Sie passen auf, dass ich nicht falle, nicht stürze ins Dunkel, das ich durchschreiten muss, will ich ins Lichte Land.
Und sie führen mich heim, und dann hocke ich dort, mit dem Bündel Seele auf meinem Schoss, wie eine Pieta und weiss nicht, was ich tun soll. Die Seele beginnt zu wimmern. Hier, inmitten der Liebe, der Wärme, des Glücks, kann sie aufweichen. Sie hat unerträgliche Schmerzen, die sie jetzt erst fühlt.
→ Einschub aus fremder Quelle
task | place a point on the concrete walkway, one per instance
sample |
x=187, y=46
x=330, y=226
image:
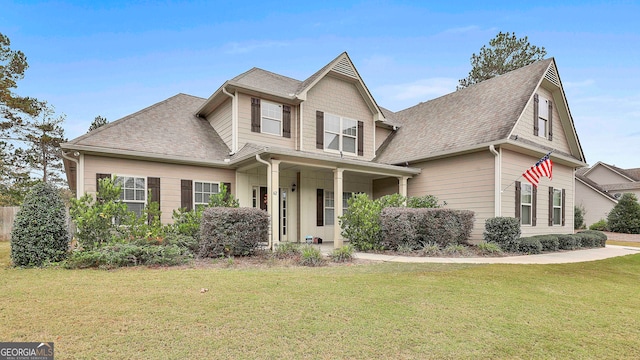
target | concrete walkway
x=563, y=257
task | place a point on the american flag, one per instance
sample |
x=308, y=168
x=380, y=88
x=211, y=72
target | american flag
x=543, y=167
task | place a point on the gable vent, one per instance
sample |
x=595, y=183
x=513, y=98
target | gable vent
x=552, y=76
x=344, y=67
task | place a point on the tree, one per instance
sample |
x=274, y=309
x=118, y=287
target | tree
x=97, y=122
x=12, y=66
x=505, y=53
x=42, y=154
x=40, y=233
x=625, y=216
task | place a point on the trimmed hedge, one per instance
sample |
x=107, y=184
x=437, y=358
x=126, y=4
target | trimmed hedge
x=232, y=231
x=417, y=227
x=504, y=231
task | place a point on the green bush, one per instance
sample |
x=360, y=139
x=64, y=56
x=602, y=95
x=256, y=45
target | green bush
x=600, y=225
x=578, y=217
x=486, y=248
x=343, y=254
x=625, y=216
x=40, y=233
x=567, y=242
x=232, y=231
x=310, y=256
x=529, y=245
x=601, y=238
x=415, y=227
x=504, y=231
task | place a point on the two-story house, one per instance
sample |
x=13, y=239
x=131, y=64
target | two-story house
x=299, y=149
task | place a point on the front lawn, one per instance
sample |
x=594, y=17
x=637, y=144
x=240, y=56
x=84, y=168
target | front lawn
x=378, y=310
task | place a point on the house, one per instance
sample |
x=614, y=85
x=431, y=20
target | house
x=299, y=149
x=599, y=187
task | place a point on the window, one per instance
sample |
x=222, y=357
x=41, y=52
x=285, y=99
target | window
x=526, y=204
x=133, y=192
x=329, y=207
x=557, y=206
x=340, y=134
x=203, y=190
x=271, y=118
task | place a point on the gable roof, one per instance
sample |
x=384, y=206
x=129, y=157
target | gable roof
x=470, y=118
x=164, y=130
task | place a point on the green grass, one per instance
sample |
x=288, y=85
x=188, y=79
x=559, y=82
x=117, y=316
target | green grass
x=382, y=310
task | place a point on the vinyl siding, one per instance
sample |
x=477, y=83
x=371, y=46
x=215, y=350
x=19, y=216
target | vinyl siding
x=169, y=174
x=513, y=165
x=220, y=120
x=245, y=135
x=596, y=206
x=342, y=98
x=465, y=182
x=524, y=127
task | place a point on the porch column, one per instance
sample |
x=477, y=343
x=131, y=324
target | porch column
x=402, y=185
x=337, y=206
x=274, y=202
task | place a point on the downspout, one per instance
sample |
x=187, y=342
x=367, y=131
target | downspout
x=234, y=120
x=78, y=192
x=497, y=172
x=269, y=201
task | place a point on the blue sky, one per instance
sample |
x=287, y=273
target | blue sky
x=112, y=58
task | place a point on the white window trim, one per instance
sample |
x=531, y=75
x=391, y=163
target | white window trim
x=523, y=204
x=262, y=117
x=559, y=191
x=340, y=136
x=122, y=189
x=194, y=191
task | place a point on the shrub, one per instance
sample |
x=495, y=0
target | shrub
x=343, y=254
x=578, y=217
x=567, y=242
x=504, y=231
x=414, y=227
x=549, y=242
x=232, y=231
x=529, y=245
x=600, y=225
x=625, y=216
x=601, y=238
x=486, y=248
x=40, y=233
x=310, y=256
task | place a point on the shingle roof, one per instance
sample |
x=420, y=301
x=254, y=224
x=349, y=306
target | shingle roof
x=479, y=114
x=167, y=128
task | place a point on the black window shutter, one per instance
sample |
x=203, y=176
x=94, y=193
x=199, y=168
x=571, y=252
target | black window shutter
x=228, y=189
x=255, y=115
x=563, y=206
x=319, y=130
x=286, y=121
x=534, y=206
x=518, y=198
x=98, y=177
x=186, y=194
x=536, y=104
x=550, y=126
x=154, y=188
x=360, y=138
x=320, y=207
x=550, y=206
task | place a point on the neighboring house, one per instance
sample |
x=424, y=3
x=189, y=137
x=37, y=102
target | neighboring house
x=599, y=187
x=299, y=149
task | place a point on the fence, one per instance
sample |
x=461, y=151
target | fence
x=7, y=215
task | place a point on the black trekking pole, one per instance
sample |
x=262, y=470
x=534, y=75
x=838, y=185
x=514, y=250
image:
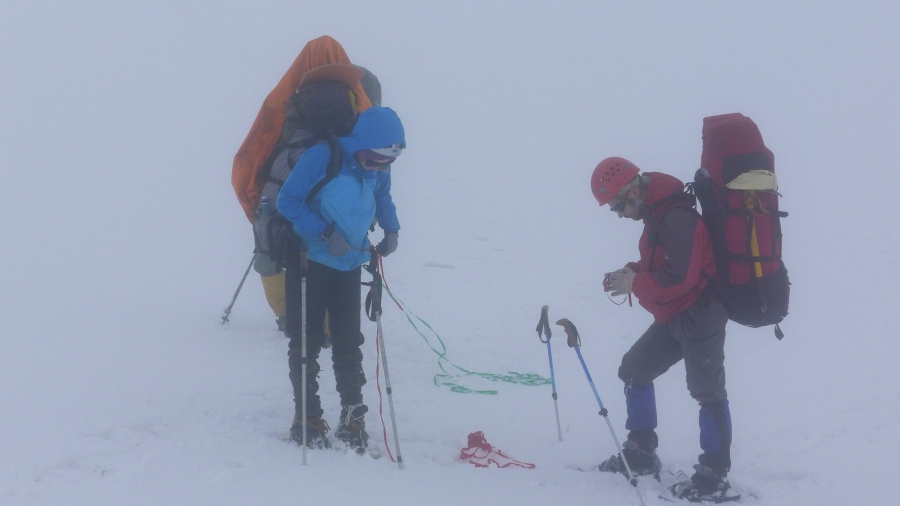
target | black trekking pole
x=544, y=328
x=236, y=292
x=304, y=271
x=574, y=341
x=373, y=311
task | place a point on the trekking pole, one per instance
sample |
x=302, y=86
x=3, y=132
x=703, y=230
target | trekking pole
x=373, y=311
x=236, y=292
x=304, y=271
x=574, y=341
x=544, y=327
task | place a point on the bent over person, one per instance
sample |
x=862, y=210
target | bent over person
x=671, y=281
x=333, y=220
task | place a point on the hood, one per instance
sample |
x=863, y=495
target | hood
x=661, y=186
x=376, y=128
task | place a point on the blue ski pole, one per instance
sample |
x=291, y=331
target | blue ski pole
x=544, y=327
x=574, y=341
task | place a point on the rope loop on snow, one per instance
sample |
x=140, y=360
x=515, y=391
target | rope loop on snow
x=446, y=377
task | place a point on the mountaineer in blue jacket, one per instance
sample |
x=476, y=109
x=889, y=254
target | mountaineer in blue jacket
x=333, y=226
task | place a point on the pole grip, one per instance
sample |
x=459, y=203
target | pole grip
x=544, y=325
x=574, y=340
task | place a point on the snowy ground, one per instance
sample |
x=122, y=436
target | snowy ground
x=123, y=242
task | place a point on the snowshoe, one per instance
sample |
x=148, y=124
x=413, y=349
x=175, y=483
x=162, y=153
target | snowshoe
x=643, y=462
x=705, y=486
x=316, y=429
x=352, y=427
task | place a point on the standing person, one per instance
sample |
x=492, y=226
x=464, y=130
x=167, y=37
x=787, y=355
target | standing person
x=671, y=282
x=253, y=161
x=333, y=226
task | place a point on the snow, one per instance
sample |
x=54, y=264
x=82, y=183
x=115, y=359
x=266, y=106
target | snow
x=123, y=242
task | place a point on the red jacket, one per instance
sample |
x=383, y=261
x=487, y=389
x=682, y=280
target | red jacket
x=671, y=274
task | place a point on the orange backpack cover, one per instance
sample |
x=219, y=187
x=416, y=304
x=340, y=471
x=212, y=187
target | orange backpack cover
x=266, y=129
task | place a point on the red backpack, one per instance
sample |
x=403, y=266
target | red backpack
x=738, y=193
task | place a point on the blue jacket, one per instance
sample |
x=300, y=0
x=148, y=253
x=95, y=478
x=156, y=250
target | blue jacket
x=352, y=200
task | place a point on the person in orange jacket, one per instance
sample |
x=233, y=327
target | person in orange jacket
x=263, y=138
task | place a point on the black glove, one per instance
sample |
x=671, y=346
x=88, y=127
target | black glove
x=388, y=245
x=337, y=244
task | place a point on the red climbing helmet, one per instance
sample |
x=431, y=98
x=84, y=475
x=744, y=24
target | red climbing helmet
x=610, y=176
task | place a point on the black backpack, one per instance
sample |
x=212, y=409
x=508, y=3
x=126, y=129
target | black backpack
x=317, y=112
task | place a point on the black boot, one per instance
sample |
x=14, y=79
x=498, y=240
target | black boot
x=643, y=461
x=352, y=427
x=706, y=485
x=316, y=429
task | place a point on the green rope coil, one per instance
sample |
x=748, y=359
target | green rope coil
x=449, y=380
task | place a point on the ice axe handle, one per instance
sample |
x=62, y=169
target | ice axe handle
x=571, y=332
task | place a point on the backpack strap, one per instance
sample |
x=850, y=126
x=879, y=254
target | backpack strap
x=334, y=166
x=683, y=199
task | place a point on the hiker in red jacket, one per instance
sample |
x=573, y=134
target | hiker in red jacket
x=671, y=282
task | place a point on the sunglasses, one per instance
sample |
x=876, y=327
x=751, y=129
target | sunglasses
x=376, y=164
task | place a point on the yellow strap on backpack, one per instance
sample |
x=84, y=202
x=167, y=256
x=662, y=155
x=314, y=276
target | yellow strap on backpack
x=750, y=200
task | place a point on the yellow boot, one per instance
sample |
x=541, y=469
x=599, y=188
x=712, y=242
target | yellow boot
x=274, y=288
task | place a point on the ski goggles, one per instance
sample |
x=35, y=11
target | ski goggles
x=371, y=159
x=392, y=151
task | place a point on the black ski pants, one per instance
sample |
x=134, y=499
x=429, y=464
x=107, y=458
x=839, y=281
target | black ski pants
x=338, y=292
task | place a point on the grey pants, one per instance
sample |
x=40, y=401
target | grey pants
x=696, y=335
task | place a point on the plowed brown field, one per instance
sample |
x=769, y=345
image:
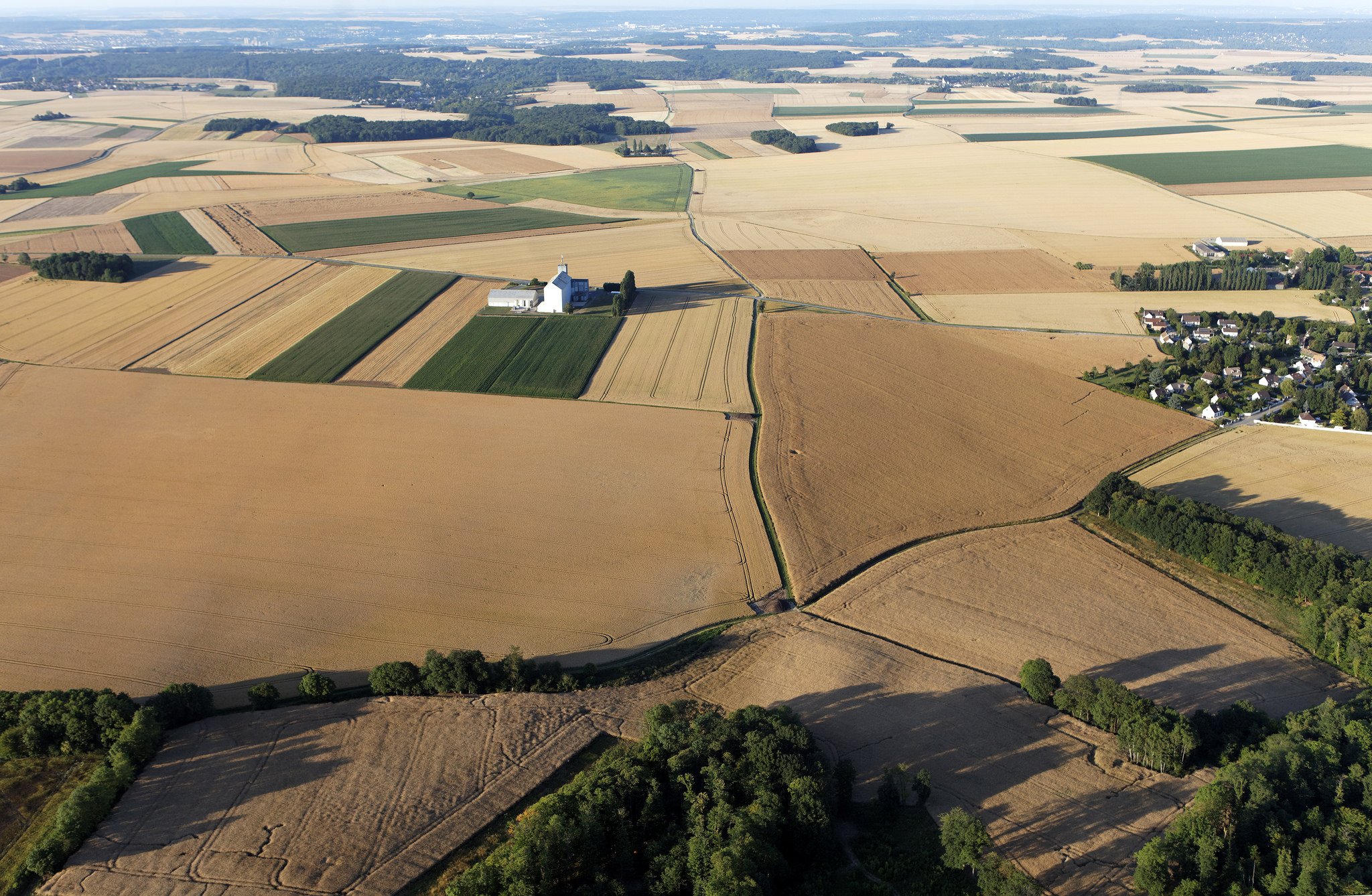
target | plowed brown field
x=404, y=353
x=119, y=324
x=348, y=208
x=878, y=433
x=681, y=352
x=832, y=264
x=354, y=798
x=238, y=344
x=1009, y=271
x=993, y=599
x=853, y=295
x=163, y=528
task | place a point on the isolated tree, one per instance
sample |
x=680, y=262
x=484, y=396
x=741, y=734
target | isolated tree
x=963, y=838
x=1038, y=680
x=397, y=678
x=264, y=696
x=316, y=686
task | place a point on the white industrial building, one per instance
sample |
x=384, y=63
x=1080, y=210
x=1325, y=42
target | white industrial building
x=560, y=295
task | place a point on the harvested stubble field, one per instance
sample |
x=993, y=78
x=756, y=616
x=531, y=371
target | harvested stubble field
x=404, y=353
x=662, y=254
x=1243, y=165
x=1008, y=271
x=243, y=341
x=841, y=264
x=119, y=324
x=167, y=234
x=1031, y=774
x=241, y=234
x=853, y=295
x=353, y=798
x=995, y=597
x=1115, y=312
x=165, y=528
x=358, y=206
x=106, y=238
x=681, y=352
x=322, y=235
x=851, y=465
x=338, y=345
x=1309, y=483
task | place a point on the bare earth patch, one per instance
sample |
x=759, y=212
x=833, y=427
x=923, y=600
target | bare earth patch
x=878, y=433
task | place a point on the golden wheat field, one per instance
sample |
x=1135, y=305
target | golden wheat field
x=996, y=597
x=1309, y=483
x=120, y=324
x=1115, y=312
x=238, y=344
x=165, y=528
x=678, y=350
x=401, y=354
x=878, y=433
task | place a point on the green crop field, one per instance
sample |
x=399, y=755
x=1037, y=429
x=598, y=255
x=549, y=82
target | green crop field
x=100, y=183
x=1089, y=135
x=472, y=358
x=1243, y=165
x=822, y=111
x=1016, y=110
x=655, y=188
x=166, y=234
x=508, y=354
x=316, y=235
x=557, y=360
x=342, y=341
x=705, y=150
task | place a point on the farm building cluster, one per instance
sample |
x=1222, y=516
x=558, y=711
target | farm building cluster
x=560, y=295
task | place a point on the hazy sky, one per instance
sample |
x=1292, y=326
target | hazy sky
x=370, y=7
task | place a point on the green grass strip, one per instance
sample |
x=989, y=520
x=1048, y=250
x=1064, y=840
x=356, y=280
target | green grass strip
x=339, y=344
x=1090, y=135
x=166, y=234
x=316, y=235
x=559, y=358
x=476, y=354
x=1242, y=165
x=650, y=188
x=705, y=150
x=796, y=111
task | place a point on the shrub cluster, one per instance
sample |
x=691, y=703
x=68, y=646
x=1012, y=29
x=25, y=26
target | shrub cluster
x=853, y=128
x=100, y=267
x=1330, y=586
x=784, y=139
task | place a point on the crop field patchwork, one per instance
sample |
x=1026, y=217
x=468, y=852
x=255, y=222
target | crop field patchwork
x=320, y=235
x=119, y=324
x=1084, y=605
x=851, y=464
x=167, y=234
x=519, y=354
x=650, y=188
x=339, y=344
x=1309, y=483
x=191, y=514
x=678, y=350
x=1243, y=165
x=1087, y=135
x=1006, y=271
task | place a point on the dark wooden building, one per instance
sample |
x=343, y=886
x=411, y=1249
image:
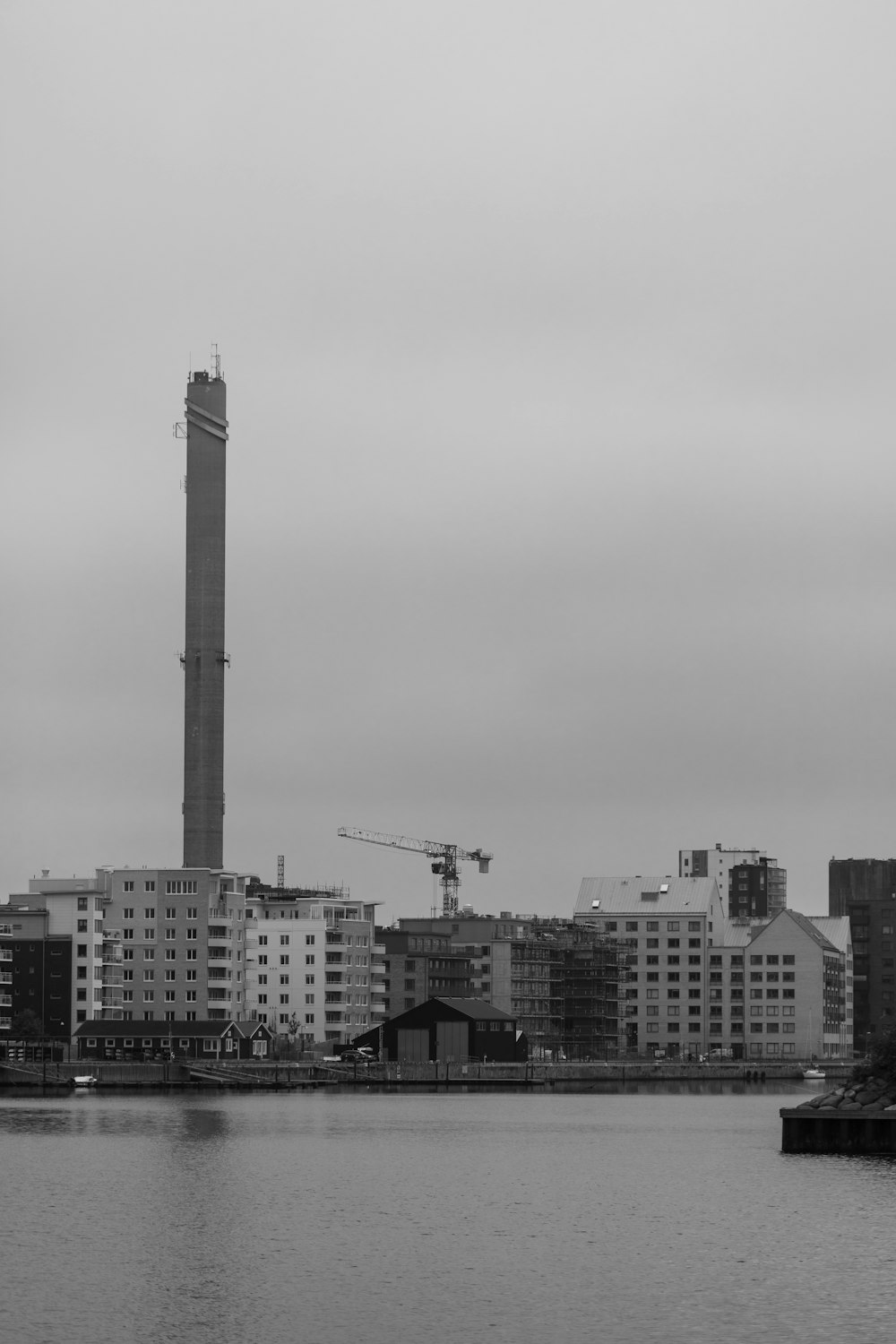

Ich weine mit ihr und bin völlig hilflos. Einer der anderen kommt: “Gib sie mir!” Ich lege sie ihm in den Arm, er nimmt sie mit sich ins Dunkel, für mich noch gefährlich, für die Gefährten so vertraut. Als er wiederkommt, es dauert nicht lange, trägt er eine schöne, vielfarbig schimmernde Seele, die ich wieder in die Arme nehme. Ich hocke noch ein Weilchen im Licht mit ihr - das tue ich für mich, nicht für sie. Ich muss mich wieder nähren nach dem Schmerz, den ich mit ihr gefühlt habe……

Dann begeben wir uns wieder zu Djadsijah. Die Männer lassen grade ab von ihr, der letzte knöpft sich seine Hose zu und geht. Sie lassen sie liegen im Staub, ein Bündel Altkleider, wund, kein Mensch mehr und schon gar nicht eine Frau.

Ich weine. Alles in mir sträubt sich, diese schöne Seele wieder in den geschundenen Körper zu geben. Mein Gefährte sagt: “Tu es. Es wird nur wenig übrig bleiben, aber das muss genügen.”
Ich flüstere ihr noch zu: “Geh nach Farah!” Ich sage: “RAWA!!!” Und lasse dann die Seele in den Körper zurückkehren.

Langsam, sehr langsam öffnet Djadsijah ihre vormals so schönen Augen, sie sind jetzt wild, fast irre. Sie wird sich zusammenreimen, was ihr angetan worden ist. Aber sie wird sich nicht erinnern. Darüber bin ich froh.

Sie steht auf, ordnet die Kleider - kein Stück Haut darf zu sehen sein und kein Fetzchen vom Strumpf, sonst wird sie getötet - und geht. Ich hoffe, sie kommt nach Farah. Ich hoffe, sie findet RAWA.

RAWA ist die Widerstandsbewegung in Afghanistan, die einzige, die jemals gab, auch schon unter den Taliban. Sie besteht ausschliesslich aus Frauen. Farah ist eine der unzugänglichsten Gebiete - nicht einmal die Taliban oder die Warlords kommen dorthin. RAWA hat im Augenblick hier gute Chancen.